{{IMG_SX}}Reggio Emilia, 11 febbraio 2008 - «Si, ho rischiato davvero di morire in quell’ospedale della Thailandia». Emilio Mattioli, 64 anni, artigiano, è rientrato ieri mattina dal Paese asiatico ed è stato immediatamente trasferito, con una ambulanza della Croce Verde, dall’aeroporto di Malpensa all’arcispedale Santa Maria Nuova. «Ero appena stato operato e quando le infermiere mi venivano a medicare, intorno al mio letto si radunavano bambini e famigliari dei pazienti curiosi di vedere la ferita,il sangue: era terribile, sembrava quasi che attendessero di vedere la mia fine. E il fatto è che in quell’ospedale la gente moriva per davvero. Due pazienti che erano stati sistemati al fianco del mio letto, sono morti entrambi. Io avevo un forte di mal di pancia, con dolori atroci che non passavano, la gente mi guardava come se stessi tirando gli ultimi respiri, insomma credevo di non riuscire ad uscire vivo da quella situazione».
Emilio Mattioli, invece, con l’aiuto della compagna thailandese, del personale dell’ambasciata italiana e dei famigliari che a Reggio si erano subito attivati, è riuscito a farsi trasferire in una clinica della capitale Bangkok. Ma lì i medici volevano il denaro per le cure: senza i soldi non lo avrebbero fatto partire. «Hanno voluto — rivela Mattioli — l’equivalente di 3 mila e 800 euro».

L’odissea in Thailandia è iniziata per colpa di un oggetto (lo si può vedere nella foto sopra) che Mattioli aveva ingerito in un cibo. «Io credo — dice — che è avvenuto tutti in Italia, a Reggio per la precisione. Ma non riesco ancora a capire quale sia il cibo che nascondeva questa cosa, che sembra un osso o addirittura un pezzettino di legno». La sorella Luciana nella giornata di oggi lo porterà in un laboratorio per capire cosa sia.

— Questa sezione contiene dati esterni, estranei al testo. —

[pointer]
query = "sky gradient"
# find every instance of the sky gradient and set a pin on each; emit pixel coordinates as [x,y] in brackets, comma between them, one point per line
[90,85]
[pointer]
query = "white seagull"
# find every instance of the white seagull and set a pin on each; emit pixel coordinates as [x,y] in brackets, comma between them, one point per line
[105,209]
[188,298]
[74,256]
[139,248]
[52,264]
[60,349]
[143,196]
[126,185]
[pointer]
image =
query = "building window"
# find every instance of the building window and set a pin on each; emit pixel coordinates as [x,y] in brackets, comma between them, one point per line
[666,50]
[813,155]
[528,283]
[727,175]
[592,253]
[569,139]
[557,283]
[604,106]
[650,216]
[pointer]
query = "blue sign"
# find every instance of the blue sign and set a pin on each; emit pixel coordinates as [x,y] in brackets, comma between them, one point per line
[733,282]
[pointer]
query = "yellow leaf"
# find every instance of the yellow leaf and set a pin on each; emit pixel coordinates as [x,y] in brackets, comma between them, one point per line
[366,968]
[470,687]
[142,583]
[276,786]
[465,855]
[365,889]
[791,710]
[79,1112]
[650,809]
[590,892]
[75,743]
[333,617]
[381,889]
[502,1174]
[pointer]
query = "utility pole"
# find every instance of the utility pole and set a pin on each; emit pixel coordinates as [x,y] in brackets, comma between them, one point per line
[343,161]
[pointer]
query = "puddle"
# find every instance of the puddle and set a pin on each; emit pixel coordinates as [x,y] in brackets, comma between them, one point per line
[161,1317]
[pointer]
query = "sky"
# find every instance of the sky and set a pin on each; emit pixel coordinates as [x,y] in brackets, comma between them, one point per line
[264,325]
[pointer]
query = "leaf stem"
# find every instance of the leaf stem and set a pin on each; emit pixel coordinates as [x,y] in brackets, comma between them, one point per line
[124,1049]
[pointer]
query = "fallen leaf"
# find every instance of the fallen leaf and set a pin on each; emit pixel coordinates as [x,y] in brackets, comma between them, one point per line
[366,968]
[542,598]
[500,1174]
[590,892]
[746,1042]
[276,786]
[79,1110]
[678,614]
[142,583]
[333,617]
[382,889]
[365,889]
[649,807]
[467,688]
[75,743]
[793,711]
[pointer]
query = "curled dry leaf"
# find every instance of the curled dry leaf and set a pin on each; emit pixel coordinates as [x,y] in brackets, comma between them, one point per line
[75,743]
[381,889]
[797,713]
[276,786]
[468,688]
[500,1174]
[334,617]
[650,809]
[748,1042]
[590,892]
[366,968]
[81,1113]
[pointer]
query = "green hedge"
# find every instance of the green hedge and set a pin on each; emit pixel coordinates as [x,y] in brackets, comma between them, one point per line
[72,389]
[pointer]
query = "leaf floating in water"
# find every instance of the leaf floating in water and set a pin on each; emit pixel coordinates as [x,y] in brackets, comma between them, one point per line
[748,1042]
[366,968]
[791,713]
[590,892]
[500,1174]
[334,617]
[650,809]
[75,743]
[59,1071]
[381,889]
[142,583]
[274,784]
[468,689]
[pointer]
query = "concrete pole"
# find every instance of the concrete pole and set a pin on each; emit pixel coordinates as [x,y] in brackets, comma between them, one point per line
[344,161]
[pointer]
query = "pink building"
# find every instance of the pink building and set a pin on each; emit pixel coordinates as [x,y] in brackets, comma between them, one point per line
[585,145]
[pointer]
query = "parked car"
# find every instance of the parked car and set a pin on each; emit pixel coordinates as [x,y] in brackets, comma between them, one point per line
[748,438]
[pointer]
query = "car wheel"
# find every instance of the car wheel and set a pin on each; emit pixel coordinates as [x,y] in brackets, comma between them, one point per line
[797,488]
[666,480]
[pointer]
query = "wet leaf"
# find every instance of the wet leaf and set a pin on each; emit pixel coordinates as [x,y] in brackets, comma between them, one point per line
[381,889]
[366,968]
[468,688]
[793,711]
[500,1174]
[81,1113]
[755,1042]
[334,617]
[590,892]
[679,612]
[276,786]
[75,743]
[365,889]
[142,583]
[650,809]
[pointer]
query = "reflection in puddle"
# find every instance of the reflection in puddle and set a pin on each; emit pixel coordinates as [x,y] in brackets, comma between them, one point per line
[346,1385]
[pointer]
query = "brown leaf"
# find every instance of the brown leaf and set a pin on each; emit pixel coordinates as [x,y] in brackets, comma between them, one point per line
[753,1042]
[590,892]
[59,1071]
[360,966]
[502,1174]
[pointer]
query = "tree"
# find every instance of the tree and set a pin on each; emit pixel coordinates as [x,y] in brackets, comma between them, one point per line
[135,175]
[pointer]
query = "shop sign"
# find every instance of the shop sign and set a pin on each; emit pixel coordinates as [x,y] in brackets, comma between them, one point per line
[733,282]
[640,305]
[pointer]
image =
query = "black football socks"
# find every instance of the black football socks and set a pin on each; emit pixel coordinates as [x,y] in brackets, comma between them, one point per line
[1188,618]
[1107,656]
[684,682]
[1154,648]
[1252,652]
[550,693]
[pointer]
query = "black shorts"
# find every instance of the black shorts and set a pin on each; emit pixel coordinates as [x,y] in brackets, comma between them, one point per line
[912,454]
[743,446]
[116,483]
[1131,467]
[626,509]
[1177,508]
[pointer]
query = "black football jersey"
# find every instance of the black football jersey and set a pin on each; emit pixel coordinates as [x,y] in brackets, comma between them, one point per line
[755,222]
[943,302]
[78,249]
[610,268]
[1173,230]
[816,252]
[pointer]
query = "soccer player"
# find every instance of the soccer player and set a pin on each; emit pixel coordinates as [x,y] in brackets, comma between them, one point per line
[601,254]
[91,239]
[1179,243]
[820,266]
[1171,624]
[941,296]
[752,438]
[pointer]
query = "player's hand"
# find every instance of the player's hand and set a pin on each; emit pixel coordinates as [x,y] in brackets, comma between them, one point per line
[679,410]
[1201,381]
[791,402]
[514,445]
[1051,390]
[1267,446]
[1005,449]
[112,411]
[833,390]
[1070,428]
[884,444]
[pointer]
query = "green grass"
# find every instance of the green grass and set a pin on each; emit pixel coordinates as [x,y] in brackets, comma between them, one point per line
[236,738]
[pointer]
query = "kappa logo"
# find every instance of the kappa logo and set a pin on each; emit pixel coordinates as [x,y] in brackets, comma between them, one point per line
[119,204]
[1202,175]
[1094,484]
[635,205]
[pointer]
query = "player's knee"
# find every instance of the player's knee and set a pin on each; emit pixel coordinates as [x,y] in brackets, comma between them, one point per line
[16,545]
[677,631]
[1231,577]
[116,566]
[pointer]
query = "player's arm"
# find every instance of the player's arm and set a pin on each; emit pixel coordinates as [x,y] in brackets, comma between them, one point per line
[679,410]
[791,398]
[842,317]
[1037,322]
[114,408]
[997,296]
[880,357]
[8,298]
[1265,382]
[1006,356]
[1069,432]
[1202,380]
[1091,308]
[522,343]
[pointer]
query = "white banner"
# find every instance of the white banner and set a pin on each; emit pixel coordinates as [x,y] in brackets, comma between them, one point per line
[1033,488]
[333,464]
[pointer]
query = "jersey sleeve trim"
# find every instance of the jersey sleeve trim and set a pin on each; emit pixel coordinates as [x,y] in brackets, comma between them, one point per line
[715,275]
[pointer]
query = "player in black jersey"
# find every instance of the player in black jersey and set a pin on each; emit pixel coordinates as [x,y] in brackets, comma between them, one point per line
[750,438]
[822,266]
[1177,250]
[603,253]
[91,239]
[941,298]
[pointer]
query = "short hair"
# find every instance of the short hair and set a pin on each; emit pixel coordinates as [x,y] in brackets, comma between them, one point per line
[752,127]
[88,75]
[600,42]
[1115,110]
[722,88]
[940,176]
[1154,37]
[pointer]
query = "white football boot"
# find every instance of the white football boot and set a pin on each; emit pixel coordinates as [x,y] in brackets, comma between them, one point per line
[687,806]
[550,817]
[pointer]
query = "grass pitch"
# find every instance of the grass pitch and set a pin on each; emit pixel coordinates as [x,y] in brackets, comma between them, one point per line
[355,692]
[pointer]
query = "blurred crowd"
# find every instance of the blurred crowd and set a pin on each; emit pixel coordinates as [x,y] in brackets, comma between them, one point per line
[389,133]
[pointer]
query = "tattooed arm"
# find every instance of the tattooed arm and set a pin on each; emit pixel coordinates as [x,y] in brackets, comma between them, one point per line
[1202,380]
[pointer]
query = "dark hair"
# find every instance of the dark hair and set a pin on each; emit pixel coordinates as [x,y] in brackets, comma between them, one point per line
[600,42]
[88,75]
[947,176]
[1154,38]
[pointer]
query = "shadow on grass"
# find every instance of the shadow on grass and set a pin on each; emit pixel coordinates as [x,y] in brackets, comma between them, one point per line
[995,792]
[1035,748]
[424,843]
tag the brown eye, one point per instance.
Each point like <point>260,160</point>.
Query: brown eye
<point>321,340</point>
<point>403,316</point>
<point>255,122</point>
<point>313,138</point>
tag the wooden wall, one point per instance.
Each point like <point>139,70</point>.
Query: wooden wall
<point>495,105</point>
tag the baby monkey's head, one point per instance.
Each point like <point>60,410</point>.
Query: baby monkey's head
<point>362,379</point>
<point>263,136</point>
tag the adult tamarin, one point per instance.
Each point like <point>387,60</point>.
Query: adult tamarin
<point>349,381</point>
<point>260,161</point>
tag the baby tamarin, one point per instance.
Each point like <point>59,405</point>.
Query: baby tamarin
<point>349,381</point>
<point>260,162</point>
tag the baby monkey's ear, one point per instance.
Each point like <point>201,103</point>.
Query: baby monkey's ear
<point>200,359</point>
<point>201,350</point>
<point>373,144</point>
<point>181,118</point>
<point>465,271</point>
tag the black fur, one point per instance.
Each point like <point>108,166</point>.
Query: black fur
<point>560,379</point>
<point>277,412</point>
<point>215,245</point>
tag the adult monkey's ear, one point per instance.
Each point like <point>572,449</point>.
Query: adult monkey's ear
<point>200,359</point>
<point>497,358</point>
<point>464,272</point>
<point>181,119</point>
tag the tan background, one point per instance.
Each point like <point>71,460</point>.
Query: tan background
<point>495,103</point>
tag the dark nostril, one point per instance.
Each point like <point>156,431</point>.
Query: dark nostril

Quest’oggetto glielo hanno tirato fuori in Thailandia. «Se non ti operi muori nel termine di poche ore», mi dicevano all’ospedale. Io mi sentivo male, con grandi dolori allo stomaco e così mi sono fatto operare. Ma il dopo è stato altrettanto traumatico. «Per i medici io ero guarito, ma i dolori non cessavano e così ho dovuto rivolgermi a un ospedale più qualificato per vedere di risolvere la situazione». Nella capitale, Emilio Mattioli è stato ricoverato in una clinica privata, come avevano anche suggerito le nostre autorità dell’ambasciata. «Ma lì chiedevano soldi in continuazione: una cosa da non credere, anziché pensare alla mia salute mi dovevo preoccupare come potevo fare per reperire i denari per le cure. Avevo una carta di credito con importo limitato per evitare clonazioni e altro, sicché ho dovuto ricorrere ai familiari».
Adesso Emilio Mattioli sta meglio e soprattutto è tornato nella sua città, Reggio, dove vive e lavora come artigiano. «Ero andato in Thailandia per trascorrere alcuni giorni nel paese della compagna thailandese. La vacanza, invece, si è trasformata in una avventura. «Adesso sono contento di avere al mio fianco la sorella e i miei figli. Spero che tutti si aggiuti in pochissimo tempo».